Despite the advancement in sequencing technologies, around 98% of the genome is usually disregarded due to the lack of interpretation methods. Here, I compare different sequence-based deep-learning approaches for predicting the functionality of the non-coding genome. Using the largest non-coding variant database, I tested the change in prediction as pathogenic vs. benign variants were introduced. Then, I benchmarked their performance on different genomic regions and phenotypes and built a logistic regression model for cell- and phenotype-specific track selection. The models outperformed state-of-the-art evolutionary- and variant based methods. Finally, I compared different target-gene annotation databases using ontology-based Resnik’s semantic similarity. I combined the previous steps in a variant-to-phenotype or phenotype-to-variant workflow and applied it to rare variants.

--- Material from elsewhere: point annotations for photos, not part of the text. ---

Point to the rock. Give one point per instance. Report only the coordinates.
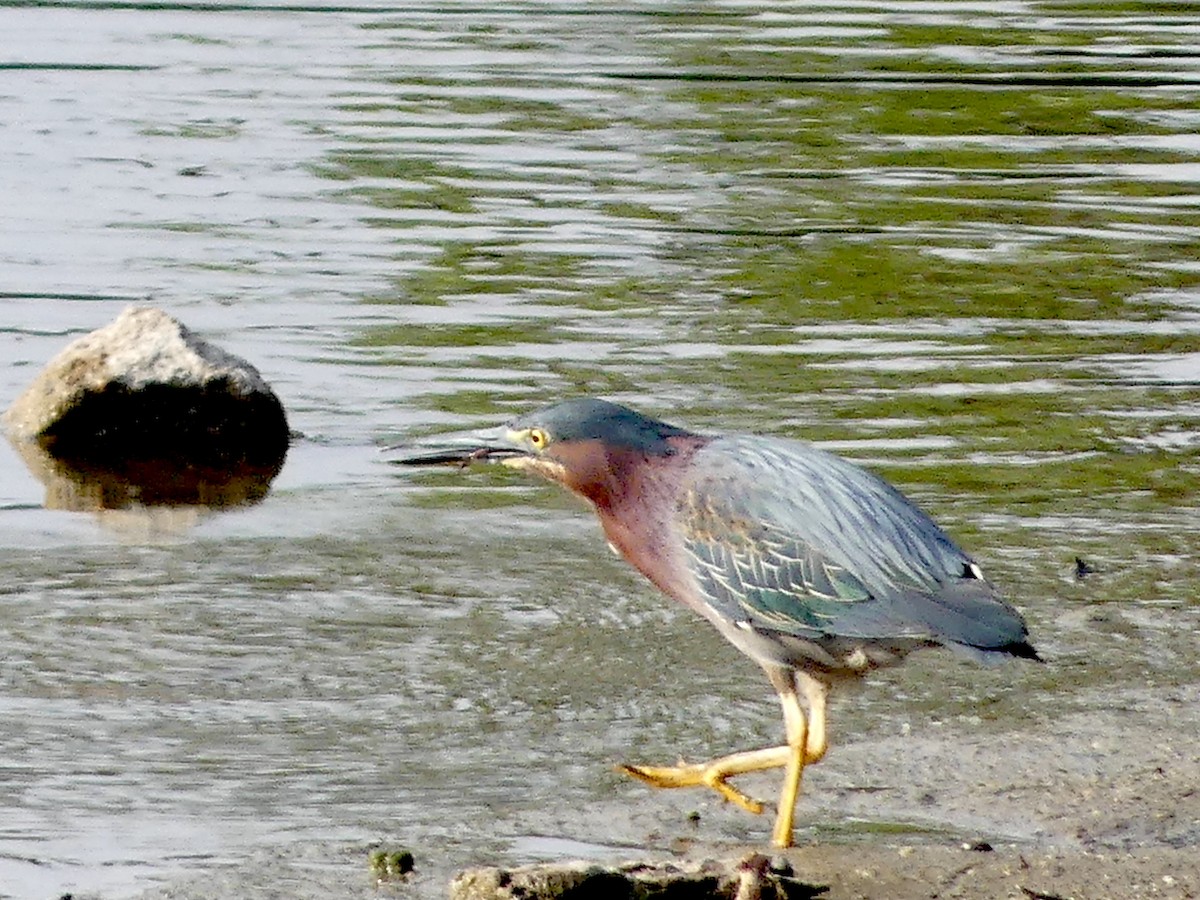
(748, 879)
(143, 411)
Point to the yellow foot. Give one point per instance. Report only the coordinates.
(714, 774)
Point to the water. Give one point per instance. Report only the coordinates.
(955, 241)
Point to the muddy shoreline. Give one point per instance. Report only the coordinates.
(1093, 805)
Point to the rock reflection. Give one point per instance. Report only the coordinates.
(85, 486)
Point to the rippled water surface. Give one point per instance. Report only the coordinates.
(955, 241)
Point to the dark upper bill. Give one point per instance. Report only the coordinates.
(456, 449)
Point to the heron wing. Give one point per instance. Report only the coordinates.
(789, 538)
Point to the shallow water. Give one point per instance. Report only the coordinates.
(955, 241)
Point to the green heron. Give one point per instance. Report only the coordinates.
(816, 569)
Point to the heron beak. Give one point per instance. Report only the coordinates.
(461, 449)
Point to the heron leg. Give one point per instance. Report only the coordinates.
(805, 744)
(805, 741)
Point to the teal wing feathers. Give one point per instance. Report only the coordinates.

Hatoon Ali is a Master's student in the Bio-Ontology Research Group (BORG) at King Abdullah University of Science and Technology (KAUST)under the supervision of Prof. Robert Hoehndorf. Ali's research focuses on studying genetic links to human disease, with a particular interest in utilizing sequence-based prediction models to prioritize non-coding variants. She is also working on customizing bioinformatics tools for special populations.
Prior to joining KAUST, Ali earned a Bachelor's degree in Clinical Laboratory Science from King Saud University in 2018.